Author_Institution :
Graduate School of Informatics, Kyoto University, Kyoto, 606-8501 Japan shunichi@kuis.kyoto-u.ac.jp
Abstract :
A humanoid robot under real-world environments usually hears mixtures of sounds, and thus three capabilities are essential for robot audition; sound source localization, separation, and recognition of separated sounds. While the first two are frequently addressed, the last one has not been studied so much. We present a system that gives a humanoid robot the ability to localize, separate and recognize simultaneous sound sources. A microphone array is used along with a real-time dedicated implementation of Geometric Source Separation (GSS) and a multi-channel post-filter that gives us a further reduction of interferences from other sources. An automatic speech recognizer (ASR) based on the Missing Feature Theory (MFT) recognizes separated sounds in real-time by generating missing feature masks automatically from the post-filtering step. The main advantage of this approach for humanoid robots resides in the fact that the ASR with a clean acoustic model can adapt the distortion of separated sound by consulting the post-filter feature masks. Recognition rates are presented for three simultaneous speakers located at 2m from the robot.
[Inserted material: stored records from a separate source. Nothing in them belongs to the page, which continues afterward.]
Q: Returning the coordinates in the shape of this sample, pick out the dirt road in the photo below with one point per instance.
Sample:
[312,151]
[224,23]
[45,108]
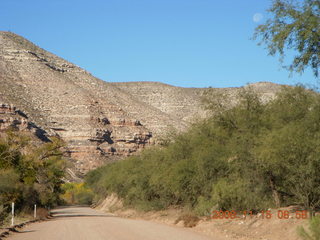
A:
[83,223]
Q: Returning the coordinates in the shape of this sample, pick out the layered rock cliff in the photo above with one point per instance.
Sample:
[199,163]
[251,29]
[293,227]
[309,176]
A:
[99,121]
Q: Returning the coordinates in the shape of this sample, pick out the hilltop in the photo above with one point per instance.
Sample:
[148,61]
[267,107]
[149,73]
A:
[100,121]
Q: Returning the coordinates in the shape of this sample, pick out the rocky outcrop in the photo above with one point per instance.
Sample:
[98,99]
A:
[100,122]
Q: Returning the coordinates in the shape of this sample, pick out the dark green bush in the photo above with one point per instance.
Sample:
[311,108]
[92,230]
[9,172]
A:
[250,156]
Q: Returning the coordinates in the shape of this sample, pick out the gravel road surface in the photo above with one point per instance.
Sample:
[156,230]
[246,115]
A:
[83,223]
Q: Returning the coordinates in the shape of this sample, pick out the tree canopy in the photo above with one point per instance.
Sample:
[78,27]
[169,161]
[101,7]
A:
[293,25]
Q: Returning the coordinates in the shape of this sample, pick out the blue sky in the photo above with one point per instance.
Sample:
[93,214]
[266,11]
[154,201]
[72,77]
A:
[189,43]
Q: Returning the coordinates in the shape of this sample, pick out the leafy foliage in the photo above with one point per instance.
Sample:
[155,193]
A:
[314,230]
[251,156]
[29,173]
[77,193]
[294,25]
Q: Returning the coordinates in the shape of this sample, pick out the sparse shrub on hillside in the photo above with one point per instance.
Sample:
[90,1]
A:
[251,156]
[313,233]
[30,173]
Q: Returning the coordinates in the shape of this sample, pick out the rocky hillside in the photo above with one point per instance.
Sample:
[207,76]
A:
[99,121]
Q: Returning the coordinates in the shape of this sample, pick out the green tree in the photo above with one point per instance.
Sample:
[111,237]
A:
[314,230]
[293,25]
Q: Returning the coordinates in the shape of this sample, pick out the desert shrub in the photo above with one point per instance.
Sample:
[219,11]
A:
[313,233]
[247,156]
[77,193]
[30,172]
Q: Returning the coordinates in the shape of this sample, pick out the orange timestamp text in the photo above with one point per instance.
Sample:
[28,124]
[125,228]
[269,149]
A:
[280,214]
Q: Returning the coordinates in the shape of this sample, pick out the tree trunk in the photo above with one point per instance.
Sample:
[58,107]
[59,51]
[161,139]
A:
[275,193]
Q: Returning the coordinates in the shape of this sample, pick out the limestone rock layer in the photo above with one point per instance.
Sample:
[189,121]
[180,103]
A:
[100,121]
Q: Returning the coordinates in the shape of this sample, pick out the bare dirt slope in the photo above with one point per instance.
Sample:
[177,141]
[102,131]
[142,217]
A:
[100,121]
[82,223]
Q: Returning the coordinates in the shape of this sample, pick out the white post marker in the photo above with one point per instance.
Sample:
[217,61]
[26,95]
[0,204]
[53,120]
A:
[35,211]
[12,219]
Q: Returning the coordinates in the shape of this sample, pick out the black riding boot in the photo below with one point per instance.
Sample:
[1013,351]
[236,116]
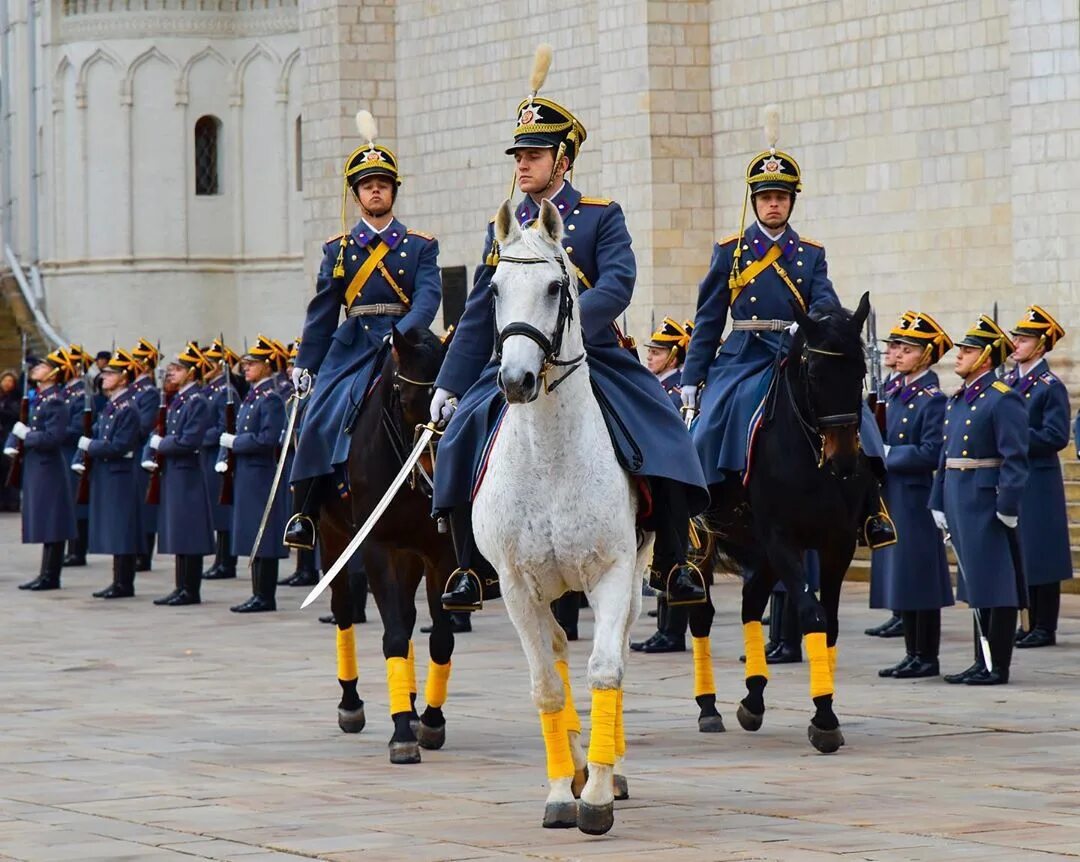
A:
[225,563]
[52,561]
[474,580]
[671,574]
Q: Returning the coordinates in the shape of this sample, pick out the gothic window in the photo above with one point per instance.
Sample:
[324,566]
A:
[207,143]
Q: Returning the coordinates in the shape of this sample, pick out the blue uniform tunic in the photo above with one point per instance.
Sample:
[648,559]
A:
[259,426]
[346,357]
[1044,527]
[217,393]
[184,521]
[985,419]
[913,574]
[48,495]
[113,504]
[646,429]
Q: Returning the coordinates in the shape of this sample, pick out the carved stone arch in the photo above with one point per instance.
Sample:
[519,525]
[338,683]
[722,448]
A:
[100,55]
[150,54]
[183,83]
[238,80]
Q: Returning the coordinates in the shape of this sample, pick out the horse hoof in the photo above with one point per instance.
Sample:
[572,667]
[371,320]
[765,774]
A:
[351,721]
[825,741]
[595,819]
[404,752]
[713,724]
[561,816]
[748,721]
[432,738]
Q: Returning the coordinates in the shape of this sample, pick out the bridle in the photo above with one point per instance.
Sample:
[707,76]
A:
[549,346]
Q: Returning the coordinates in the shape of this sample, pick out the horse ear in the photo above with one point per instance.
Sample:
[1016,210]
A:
[505,226]
[550,223]
[864,309]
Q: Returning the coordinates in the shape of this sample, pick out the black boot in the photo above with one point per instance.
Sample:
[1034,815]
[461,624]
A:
[52,561]
[225,563]
[77,547]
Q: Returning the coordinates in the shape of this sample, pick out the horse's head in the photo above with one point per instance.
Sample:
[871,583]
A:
[534,295]
[828,353]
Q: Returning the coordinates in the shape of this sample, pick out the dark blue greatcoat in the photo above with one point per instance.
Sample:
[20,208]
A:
[48,497]
[345,357]
[184,521]
[985,419]
[736,379]
[1044,527]
[259,427]
[217,393]
[113,504]
[913,574]
[647,431]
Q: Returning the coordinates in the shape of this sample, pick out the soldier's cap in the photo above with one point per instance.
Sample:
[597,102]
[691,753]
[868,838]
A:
[991,338]
[925,332]
[1040,323]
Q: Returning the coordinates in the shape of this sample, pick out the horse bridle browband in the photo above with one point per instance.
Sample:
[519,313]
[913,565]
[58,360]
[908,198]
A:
[550,347]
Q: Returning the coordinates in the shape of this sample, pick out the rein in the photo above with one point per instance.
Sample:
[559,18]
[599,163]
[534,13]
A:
[549,346]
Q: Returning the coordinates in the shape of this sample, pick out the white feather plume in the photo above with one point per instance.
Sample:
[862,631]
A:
[365,124]
[541,63]
[771,115]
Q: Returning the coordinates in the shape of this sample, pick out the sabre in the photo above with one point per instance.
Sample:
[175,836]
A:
[984,644]
[373,519]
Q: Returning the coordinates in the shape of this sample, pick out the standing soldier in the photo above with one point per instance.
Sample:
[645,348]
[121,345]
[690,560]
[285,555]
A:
[218,391]
[1044,530]
[256,444]
[148,402]
[383,274]
[48,498]
[185,524]
[976,496]
[110,456]
[912,576]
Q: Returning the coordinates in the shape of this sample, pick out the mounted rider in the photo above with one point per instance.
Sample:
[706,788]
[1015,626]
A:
[385,275]
[756,277]
[646,430]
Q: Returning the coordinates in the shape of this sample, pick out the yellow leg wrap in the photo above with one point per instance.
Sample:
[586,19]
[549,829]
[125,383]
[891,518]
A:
[821,675]
[434,691]
[620,733]
[556,744]
[347,654]
[754,644]
[397,683]
[703,681]
[602,735]
[569,711]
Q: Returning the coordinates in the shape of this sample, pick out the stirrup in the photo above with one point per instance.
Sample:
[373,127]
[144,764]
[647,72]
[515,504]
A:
[304,527]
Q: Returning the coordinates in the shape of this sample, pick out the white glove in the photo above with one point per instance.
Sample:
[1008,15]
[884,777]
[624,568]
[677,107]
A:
[443,405]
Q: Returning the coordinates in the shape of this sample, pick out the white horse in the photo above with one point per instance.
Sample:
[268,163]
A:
[557,512]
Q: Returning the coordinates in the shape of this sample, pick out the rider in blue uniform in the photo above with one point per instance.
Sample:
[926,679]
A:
[977,492]
[647,432]
[1044,527]
[383,275]
[755,278]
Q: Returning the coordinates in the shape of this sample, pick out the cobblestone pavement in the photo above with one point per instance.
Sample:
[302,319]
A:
[137,732]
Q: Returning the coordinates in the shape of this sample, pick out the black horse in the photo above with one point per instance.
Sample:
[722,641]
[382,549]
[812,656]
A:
[806,489]
[404,547]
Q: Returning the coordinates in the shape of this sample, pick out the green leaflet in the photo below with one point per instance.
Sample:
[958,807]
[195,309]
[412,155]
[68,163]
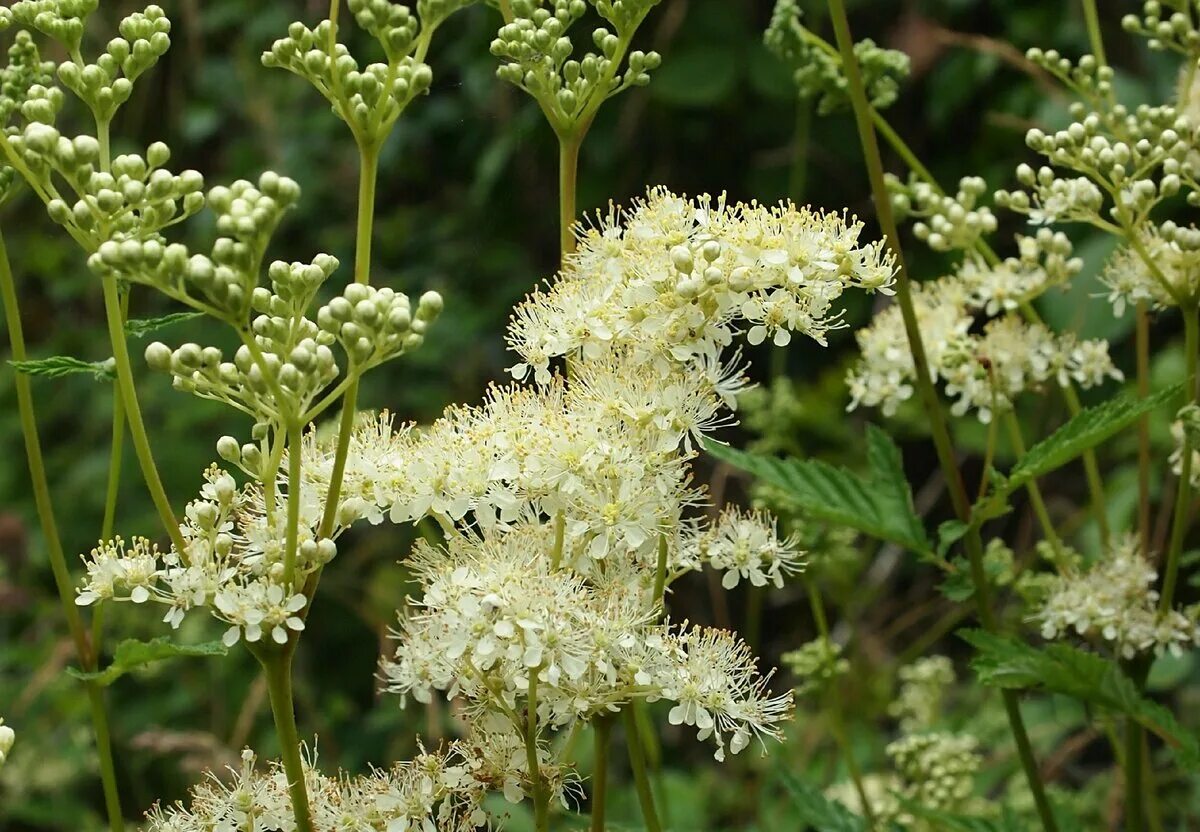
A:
[879,504]
[1003,662]
[1084,431]
[816,812]
[132,654]
[58,366]
[139,328]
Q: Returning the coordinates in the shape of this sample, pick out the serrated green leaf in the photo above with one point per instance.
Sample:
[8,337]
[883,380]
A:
[131,654]
[816,812]
[139,328]
[879,504]
[58,366]
[1084,431]
[1003,662]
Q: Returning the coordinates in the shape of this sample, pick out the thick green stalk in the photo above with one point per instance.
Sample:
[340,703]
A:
[641,778]
[1035,491]
[369,175]
[601,728]
[837,718]
[1093,30]
[568,185]
[277,668]
[540,801]
[54,550]
[1183,495]
[929,394]
[133,414]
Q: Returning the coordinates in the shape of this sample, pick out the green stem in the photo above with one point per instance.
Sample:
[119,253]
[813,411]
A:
[1093,30]
[115,454]
[603,729]
[133,416]
[1035,491]
[45,504]
[369,175]
[295,442]
[837,718]
[1133,776]
[277,668]
[1183,496]
[928,393]
[568,185]
[540,802]
[641,778]
[1144,454]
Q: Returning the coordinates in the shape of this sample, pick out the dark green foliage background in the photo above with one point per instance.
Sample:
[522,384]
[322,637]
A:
[467,205]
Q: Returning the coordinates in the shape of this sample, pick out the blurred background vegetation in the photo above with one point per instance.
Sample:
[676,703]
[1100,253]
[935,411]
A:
[467,205]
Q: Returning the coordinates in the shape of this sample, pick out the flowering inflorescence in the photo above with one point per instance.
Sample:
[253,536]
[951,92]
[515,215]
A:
[1113,603]
[816,67]
[984,370]
[436,790]
[537,55]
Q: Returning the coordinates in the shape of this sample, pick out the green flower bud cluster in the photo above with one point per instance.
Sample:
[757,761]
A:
[375,325]
[136,198]
[816,67]
[947,222]
[923,684]
[108,83]
[1169,24]
[220,283]
[937,770]
[537,54]
[58,19]
[1090,79]
[816,665]
[1150,162]
[369,100]
[24,71]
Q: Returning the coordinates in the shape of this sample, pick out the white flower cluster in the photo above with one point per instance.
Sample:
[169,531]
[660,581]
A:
[233,564]
[673,280]
[1114,603]
[437,791]
[984,370]
[1175,253]
[7,737]
[498,618]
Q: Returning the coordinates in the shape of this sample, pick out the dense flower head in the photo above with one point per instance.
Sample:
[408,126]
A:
[985,369]
[1114,603]
[673,280]
[437,791]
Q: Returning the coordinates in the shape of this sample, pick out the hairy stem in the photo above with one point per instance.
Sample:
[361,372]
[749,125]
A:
[641,777]
[277,668]
[63,582]
[540,802]
[568,184]
[929,394]
[1183,496]
[603,732]
[133,416]
[369,175]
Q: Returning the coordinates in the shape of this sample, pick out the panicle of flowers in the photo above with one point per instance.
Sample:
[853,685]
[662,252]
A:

Use of both the post-filter and the missing feature mask results in an average reduction in error rate of 42% (relative).
Keywords :
Acoustic distortion; Automatic speech recognition; Error analysis; Humanoid robots; Interference; Loudspeakers; Microphone arrays; Source separation; Speech coding; Speech recognition;
Conference_Titel :
Robotics and Automation, 2005. ICRA 2005. Proceedings of the 2005 IEEE International Conference on
Print_ISBN :
0-7803-8914-X
DOI :
10.1109/ROBOT.2005.1570323